Словно подслушав его мысли, Марино Бальби поспешил высказать очевидные и отнюдь не добавляющие оптимизма соображения:
— Мы не можем спуститься во двор, там стража. А что до канала, то мы рискуем шею себе свернуть, скатываясь по свинцовым пластинам. Отличный план вы придумали, нечего сказать! — саркастически отметил он, вымещая на Джакомо свою обеспокоенность.
Казанова едва удержался от того, чтобы вместо ответа не скинуть Бальби с крыши.
— Друг мой, — ответил он, призывая на помощь все свое терпение, — так вы мне точно не поможете. Вместо того чтобы перечислять возможные причины нашего провала, давайте попытаемся найти решение. Для начала, чтобы лучше оценить обстановку, нам надо залезть наверх.
Не тратя больше времени на разговоры, Джакомо воткнул свою пику в стык между свинцовыми пластинами, подтянулся и начал взбираться по скату крыши.
— Ая? Вы бросите меня здесь? — в ужасе спросил монах.
Казанова обернулся через плечо и вздохнул. Не придумав ничего лучше, он сказал:
— Хватайте меня за пояс.
Путь до гребня крыши потребовал почти нечеловеческих усилий. Джакомо пришлось попотеть, учитывая, что помимо собственного веса он тащил на себе Марино Бальби. Но потихоньку, преодолев пятнадцать или шестнадцать свинцовых пластин, он все-таки добрался до цели. Когда Бальби наконец ухватился за гребень и отпустил его, Казанова, избавившись от груза, легко перекинул ногу на другую сторону, усевшись на коньке крыши верхом.
Капли пота катились у него по лицу и капали на свинец. Он тяжело переводил дыхание, в груди словно полыхало пламя.
Бальби у него за спиной, похоже, просил помощи у Господа, но Джакомо знал, что полагаться нужно не на молитвы, а на собственные силы. С его губ сорвалось только короткое проклятье, когда он увидел, что шляпа Бальби покатилась по правому скату крыши, слетела вниз и плюхнулась прямо в канал.

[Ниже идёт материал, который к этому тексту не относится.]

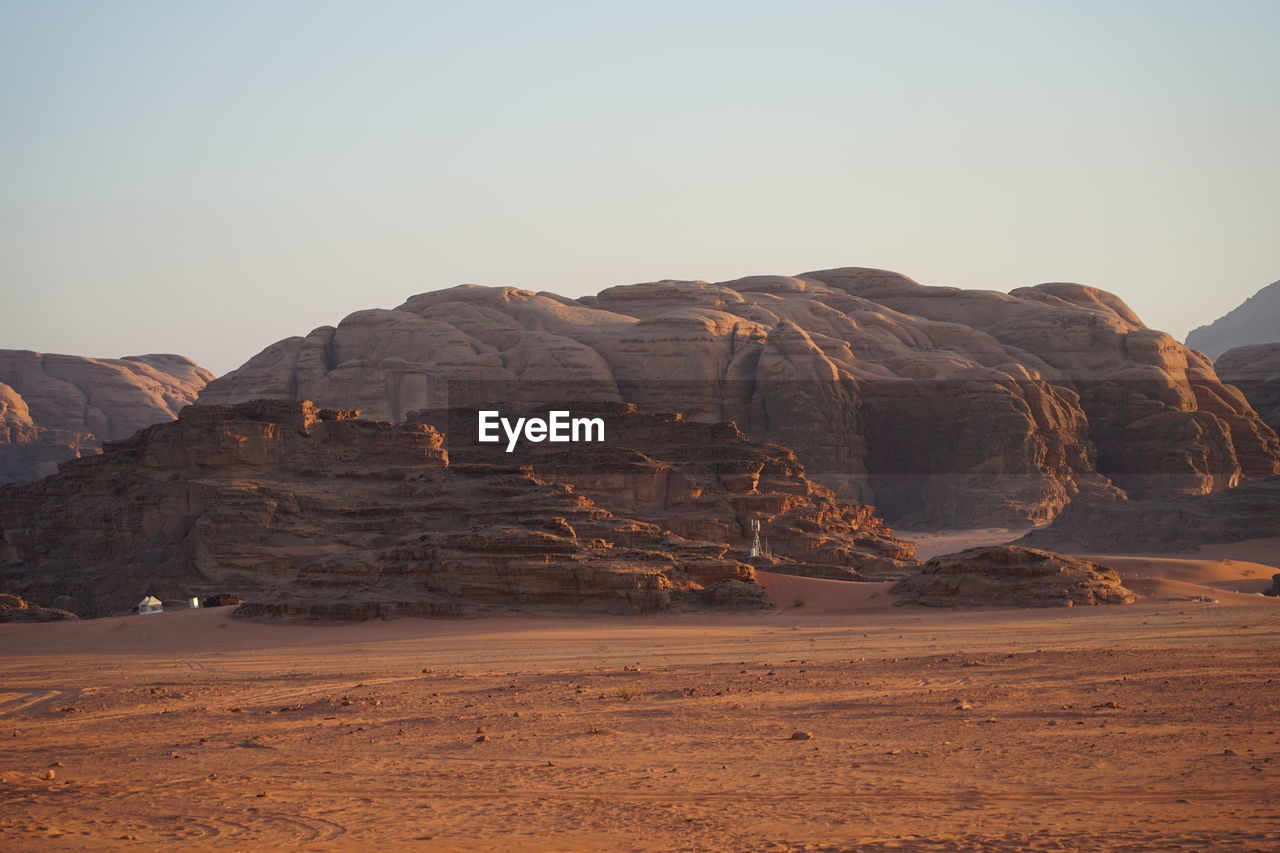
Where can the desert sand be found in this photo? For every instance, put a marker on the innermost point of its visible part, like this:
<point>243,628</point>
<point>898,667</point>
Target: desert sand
<point>1152,726</point>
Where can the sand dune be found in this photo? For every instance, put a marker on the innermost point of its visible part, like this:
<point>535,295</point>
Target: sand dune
<point>1141,728</point>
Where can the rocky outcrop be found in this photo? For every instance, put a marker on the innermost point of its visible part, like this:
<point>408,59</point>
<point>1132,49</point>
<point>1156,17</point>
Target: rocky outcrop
<point>1170,525</point>
<point>704,482</point>
<point>1256,320</point>
<point>1256,372</point>
<point>14,609</point>
<point>316,514</point>
<point>54,407</point>
<point>936,405</point>
<point>1011,575</point>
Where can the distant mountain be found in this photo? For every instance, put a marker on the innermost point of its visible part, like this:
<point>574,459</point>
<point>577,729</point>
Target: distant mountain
<point>1256,370</point>
<point>54,407</point>
<point>1257,320</point>
<point>940,406</point>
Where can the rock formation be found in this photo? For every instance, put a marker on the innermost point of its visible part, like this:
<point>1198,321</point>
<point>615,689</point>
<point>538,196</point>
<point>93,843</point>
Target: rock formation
<point>316,514</point>
<point>1169,525</point>
<point>1011,575</point>
<point>1256,320</point>
<point>54,407</point>
<point>936,405</point>
<point>1256,372</point>
<point>14,609</point>
<point>703,482</point>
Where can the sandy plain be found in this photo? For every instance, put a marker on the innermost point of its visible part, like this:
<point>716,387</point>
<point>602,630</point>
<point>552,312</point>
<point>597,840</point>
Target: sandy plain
<point>1153,726</point>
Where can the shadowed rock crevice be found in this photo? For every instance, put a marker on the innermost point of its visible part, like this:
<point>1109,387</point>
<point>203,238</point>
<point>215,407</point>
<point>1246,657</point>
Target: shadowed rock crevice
<point>55,407</point>
<point>937,405</point>
<point>318,514</point>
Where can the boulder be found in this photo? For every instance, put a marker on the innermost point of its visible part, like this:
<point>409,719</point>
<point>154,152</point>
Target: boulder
<point>1011,575</point>
<point>1169,525</point>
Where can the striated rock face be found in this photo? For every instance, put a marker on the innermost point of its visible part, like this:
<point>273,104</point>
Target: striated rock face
<point>316,514</point>
<point>14,609</point>
<point>1011,575</point>
<point>936,405</point>
<point>1170,525</point>
<point>54,407</point>
<point>1256,372</point>
<point>703,482</point>
<point>1256,320</point>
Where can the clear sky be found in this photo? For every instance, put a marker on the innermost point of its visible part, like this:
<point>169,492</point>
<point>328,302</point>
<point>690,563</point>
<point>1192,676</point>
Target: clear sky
<point>209,177</point>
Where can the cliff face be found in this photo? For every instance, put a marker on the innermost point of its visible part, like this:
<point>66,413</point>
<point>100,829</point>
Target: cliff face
<point>936,405</point>
<point>1168,525</point>
<point>1256,372</point>
<point>704,482</point>
<point>1256,320</point>
<point>316,514</point>
<point>55,407</point>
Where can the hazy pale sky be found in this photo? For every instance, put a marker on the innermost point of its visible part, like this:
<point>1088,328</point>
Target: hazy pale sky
<point>209,177</point>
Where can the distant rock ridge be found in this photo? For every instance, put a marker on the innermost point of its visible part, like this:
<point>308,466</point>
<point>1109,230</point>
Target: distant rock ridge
<point>1169,525</point>
<point>938,406</point>
<point>1256,320</point>
<point>55,407</point>
<point>316,514</point>
<point>1256,372</point>
<point>1011,575</point>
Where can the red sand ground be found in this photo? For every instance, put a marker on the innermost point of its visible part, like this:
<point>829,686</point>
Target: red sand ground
<point>1153,726</point>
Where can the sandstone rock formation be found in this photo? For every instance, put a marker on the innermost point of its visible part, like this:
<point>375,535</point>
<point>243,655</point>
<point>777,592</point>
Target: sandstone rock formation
<point>1169,525</point>
<point>14,609</point>
<point>936,405</point>
<point>316,514</point>
<point>1011,575</point>
<point>1256,372</point>
<point>1256,320</point>
<point>54,407</point>
<point>703,482</point>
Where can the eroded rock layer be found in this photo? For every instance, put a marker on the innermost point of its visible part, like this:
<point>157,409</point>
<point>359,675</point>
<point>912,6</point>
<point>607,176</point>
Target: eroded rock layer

— Вам повезло, что она не упала на левую сторону, а то приземлилась бы прямо посреди двора! — процедил сквозь зубы Джакомо. — Вы что, хотите отправить нас на виселицу? Будьте осторожнее!
Бальби осознал свою оплошность, но и это не заставило его замолчать.
— Это все злой рок, явный знак того, что нас преследуют несчастья, — жалобно промямлил он.
Вместо ответа Джакомо начал медленно, со всей возможной осторожностью перемещаться по коньку. Он хотел осмотреть оба ската крыши, чтобы понять, как можно продолжить столь неудачно начатый побег.
— Подождите меня здесь, — сказал он Бальби. — Я постараюсь найти выход.
Казалось, путь до края крыши никогда не кончится, но наконец Казанова добрался и смог оглядеться. Легкий туман окутывал все вокруг, словно невесомая волшебная накидка, и это, конечно, скрывало его от глаз стражников, но не помогало в осуществлении плана. Положение казалось абсолютно безвыходным, пока, в очередной раз осматривая сторону, что вела к каналу, он не заметил слуховое окно на высоте двух третей ската крыши.